The Pros and Cons of Direct Indexing

Direct indexing delivers the traditional benefits of indexed investing while allowing investors to customize for their individual needs and potentially higher after-tax returns.

Investing in a fund that tracks a broad market index—such as an exchange-traded fund (ETF) or a mutual fund—is a simple, cost-effective way to participate in the stock market. That said, the average investor has been powerless to adjust an index's underlying holdings to reflect their individual circumstances or investment objectives—until now.

Enter direct indexing, which adds a degree of customization to the broad market exposure of index investing. Here's how it works.

Lower-cost customization

Traditional index investing means buying a passive fund that seeks to track, rather than outperform, its benchmark index. Direct indexing, in contrast, involves buying most (if not all) of the individual stocks that make up an index, and then adding to, subtracting from, or reweighting its components, depending on your investment strategy and tax goals. This gives individual investors more control over their investment.

As you can imagine, the cost of replicating a benchmark index with individual customizations—to say nothing of the associated investment management and trading fees—would be cost prohibitive for most investors, which is why direct indexing was previously available only to ultra-high-net-worth investors. However, the rise of zero-commission trading, as well as advances in technology, have made it possible for investment firms—including Schwab—to offer direct indexing products at a much lower cost. Here are some considerations to help you determine if a direct indexing strategy can help you create a more personalized portfolio.

The pros of direct indexing

There are several key advantages to customizing an existing index:

  1. Potentially boost after-tax returns: When you invest in an index mutual fund, you're subject to regular taxable distributions—even if you don't sell any shares—because mutual funds are required to distribute to shareholders any capital gains that were realized as a result of selling their underlying holdings. One of the benefits of direct indexing is the direct ownership of the individual securities of an index, so there's much more flexibility around when shares are bought and sold, allowing tax liabilities to be optimized for your benefit. You can then defer capital gains and strategically sell some of your losers to offset any capital gains taxes a strategy known as tax-loss harvesting.
  2. Help reduce concentration risk: If you own substantial shares in a company that also represents a significant portion of an index, adding that index to your portfolio could create a concentration risk. For example, let's say you own $10,000 of stock ZYX and want to invest an additional $90,000 in an index fund.
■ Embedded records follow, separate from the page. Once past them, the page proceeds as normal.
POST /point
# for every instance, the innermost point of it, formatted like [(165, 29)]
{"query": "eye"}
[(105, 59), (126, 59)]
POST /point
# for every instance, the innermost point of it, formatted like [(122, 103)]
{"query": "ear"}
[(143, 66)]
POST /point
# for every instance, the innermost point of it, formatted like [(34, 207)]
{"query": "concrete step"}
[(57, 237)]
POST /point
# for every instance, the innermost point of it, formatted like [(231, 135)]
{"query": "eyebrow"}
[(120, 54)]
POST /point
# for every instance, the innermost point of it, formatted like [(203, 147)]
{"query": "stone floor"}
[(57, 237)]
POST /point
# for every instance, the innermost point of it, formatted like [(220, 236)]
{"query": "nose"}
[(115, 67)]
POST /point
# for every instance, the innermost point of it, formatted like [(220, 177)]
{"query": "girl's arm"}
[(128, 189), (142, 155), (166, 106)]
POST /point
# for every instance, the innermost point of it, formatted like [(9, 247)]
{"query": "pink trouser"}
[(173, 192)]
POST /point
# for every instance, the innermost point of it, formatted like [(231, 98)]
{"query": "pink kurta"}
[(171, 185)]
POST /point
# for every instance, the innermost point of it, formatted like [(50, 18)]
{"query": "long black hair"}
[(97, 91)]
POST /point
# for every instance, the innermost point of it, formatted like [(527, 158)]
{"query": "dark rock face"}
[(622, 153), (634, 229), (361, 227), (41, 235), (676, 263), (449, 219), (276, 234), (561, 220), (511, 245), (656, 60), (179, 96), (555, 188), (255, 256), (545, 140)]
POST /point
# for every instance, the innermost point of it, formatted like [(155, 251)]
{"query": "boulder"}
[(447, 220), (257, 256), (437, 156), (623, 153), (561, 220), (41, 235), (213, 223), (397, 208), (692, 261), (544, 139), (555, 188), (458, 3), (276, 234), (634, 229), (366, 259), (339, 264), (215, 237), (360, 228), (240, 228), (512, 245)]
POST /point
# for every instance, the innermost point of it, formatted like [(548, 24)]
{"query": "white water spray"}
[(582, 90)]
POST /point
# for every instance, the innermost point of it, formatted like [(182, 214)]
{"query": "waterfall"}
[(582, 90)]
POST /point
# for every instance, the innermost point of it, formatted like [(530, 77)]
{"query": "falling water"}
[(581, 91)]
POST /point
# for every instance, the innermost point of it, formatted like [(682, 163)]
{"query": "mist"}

If stock ZYX makes up 5.9% of the index the fund tracks, your concentrated stock exposure to ZYX would rise to 15.3%. Direct indexing would allow you to exclude stock ZYX and keep your allocation to that stock at 10% of your overall portfolio.
  3. Gift highly appreciated stock: When you own a diverse set of stocks, a small subset of the stocks may grow dramatically over time, leading to concentration risk. Selling those positions as a means of rebalancing your portfolio could leave you owing capital gains tax. But a tax advantage of direct indexing is you may transfer out those highly appreciated shares for gifting, which isn't possible through traditional indexed investing with mutual funds or ETFs. Gifting the stock to family or a trust can help reduce your taxable estate—though the cost basis will carry over and the recipient will owe. And if philanthropy is integral to your wealth management strategy, gifting the stock directly to charity allows you to not only avoid taxes on capital gains, so long as you've held the assets for longer than a year, but also potentially deduct the fair market value—up to 30% of your adjusted gross income (AGI)—if you itemize. (If the amount exceeds 30%, you can carry over and deduct the excess for up to five additional years.)
  4. Better align your portfolio with your values: With a traditional index fund, there's no way to avoid industries that may be at odds with your goals or personal beliefs, such as gambling or tobacco. You can opt for a socially conscious fund, of which there are many, but you still have no control over the individual companies in which it invests. With direct indexing, you can make exclusions within certain parameters. At Schwab, for example, you can exclude individual stocks as well as entire industries and sub-industries.

The cons of direct indexing

There are some trade-offs with investing this way, namely:

  1. Higher costs: Expect to pay a management fee of anywhere from 0.30% to 0.40% for a direct indexing solution, versus 0.20%, on average, for a traditional index fund. However, fees may come down as more direct indexing providers enter the market.
  2. Higher minimums: Unlike index funds, many of which can be purchased for less than $50 a share, you'll likely need thousands if not hundreds of thousands of dollars to invest in a direct indexing strategy.
  3. Diminishing tax benefits: Over time, the opportunity to harvest capital losses can decline as stock values rise. This is especially true in a portfolio you've held for several years that has appreciated significantly.
  4. Administrative burden: The downside to owning hundreds of individual stocks is that each will have its own cost basis, dividends, and profit and loss, which could become burdensome at tax time. You may have to report each transaction individually on your tax return if your brokerage firm doesn't provide consolidated 1099 tax statements, or if your tax-preparation software doesn't accurately read the statements.

The upshot

Ultimately, direct indexing makes the most sense for investors in high tax brackets who want to take advantage of tax-optimization opportunities, as well as individuals with more investing experience who want more customization than they can get from a traditional index fund. Your investment advisor can help you create an indexing portfolio that provides both diversification and tax-efficiency.